BIRMINGHAM, Ala. (WIAT) — Researchers at UAB announced the first clinical-grade transplant of gene-edited pig kidneys into a brain-dead human Thursday.  

According to UAB, the peer-reviewed research outlining the successful transplant could pave the way for a new option to supply desperately needed organs.  

The study, published in the American Journal of Tansplantation, shows how UAB researchers tested the first human preclinical model for transplanting genetically modified pig kidneys into humans. The study recipient, Jim Parsons, had two modified pig kidneys transplanted after his kidneys were removed.  

“Along with our partners, we have made significant investments in xenotransplantation for almost a decade hoping for the kinds of results published today,” said Selwyn Vickers, M.D., dean of the UAB Heersink School of Medicine and CEO of the UAB Health System and UAB/Ascension St. Vincent’s Alliance. “Today’s results are a remarkable achievement for humanity and advance xenotransplant into the clinical realm.” 

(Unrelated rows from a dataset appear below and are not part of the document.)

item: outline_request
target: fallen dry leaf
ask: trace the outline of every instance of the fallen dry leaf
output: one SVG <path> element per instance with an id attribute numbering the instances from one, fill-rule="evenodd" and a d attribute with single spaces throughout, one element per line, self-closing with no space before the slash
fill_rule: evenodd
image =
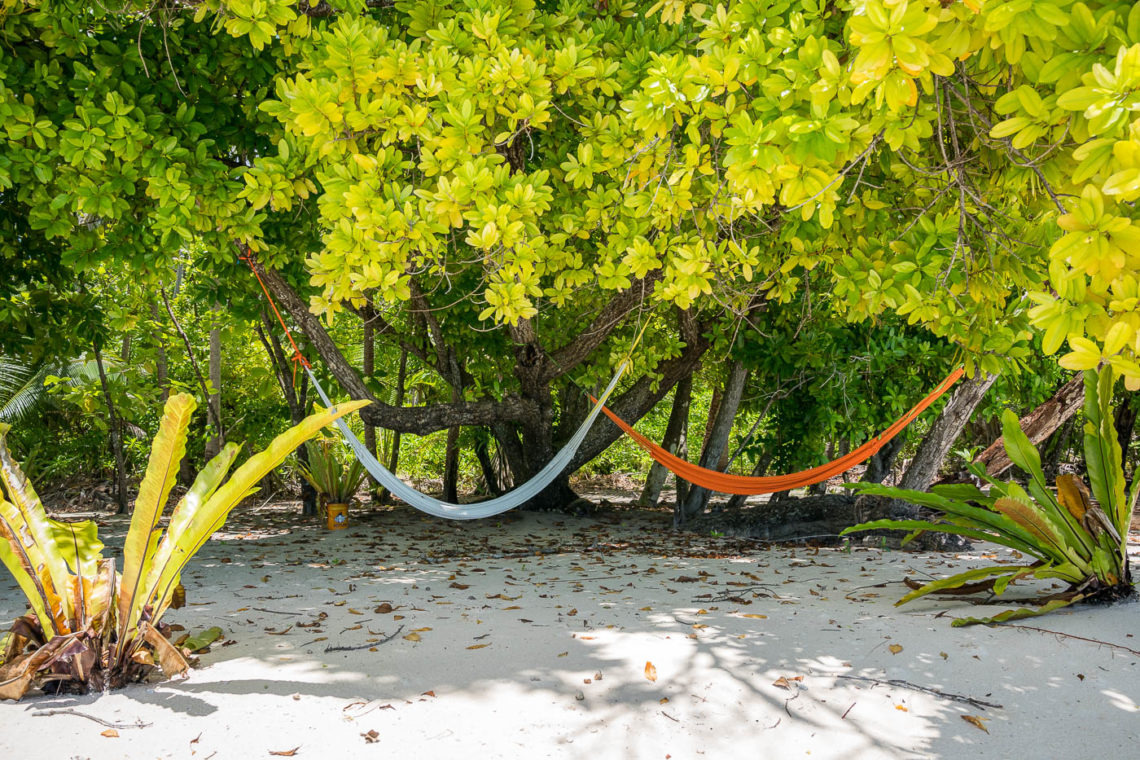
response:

WATCH BELOW: Dr. Selwyn Vickers’ full comments on the successful transplant

UAB said that for the first time, the pig kidneys transplanted were taken from pigs genetically modified with 10 gene edits making the kidneys viable for humans. The kidneys remained viable until the study ended 77 hours after transplant.  

“This game-changing moment in the history of medicine represents a paradigm shift and a major milestone in the field of xenotransplantation, which is arguably the best solution to the organ shortage crisis,” said Jayme Locke, M.D., director of the Comprehensive Transplant Institute in UAB’s Department of Surgery and lead surgeon for the study 

UAB said the gene edits in pigs reduce rejection and made the organ transplants possible and could help the thousands who face organ failure. UAB noted evaluating the modified kidneys in a human preclincial model research could provide important information about the safety and efficacy of those kidneys in human transplant recipients, including in a trial basis.  

The study was partly supported by a grant to UAB from United Therapeutics Corporation to launch the xenotransplantation program.   

Breaking down the study, UAB said each stage of the xenotransplant study approximated the steps that might be taken in a phase 1 xenotansplant clinical trial.  

The study recipient, 57-year-old Jim Parsons, was an organ donor through Legacy of Hope. Parsons’ family allowed UAB to maintain him on a ventilator to keep his body functioning after his organs were deemed not suitable for donation.  

“Mr. Parsons and his family allowed us to replicate precisely how we would perform this transplant in a living human. Their powerful contribution will save thousands of lives, and that could begin in the very near future,” Locke said. “Mr. Parsons’ gift honors his legacy and firmly establishes the viability, safety and feasibility of this preclinical model. Because of his gift, we have proposed this to be known as ‘The Parsons Model.’” 

“Jim was a never-met-a-stranger kind of guy who would talk to anyone and had no enemies—none,” Parsons’ former wife Julie O’Hara said. “Jim would have wanted to save as many people as he could with his death, and if he knew he could potentially save thousands and thousands of people by doing this, he would have had no hesitation. Our dream is that no other person dies waiting for a kidney, and we know that Jim is very proud that his death could potentially bring so much hope to others.”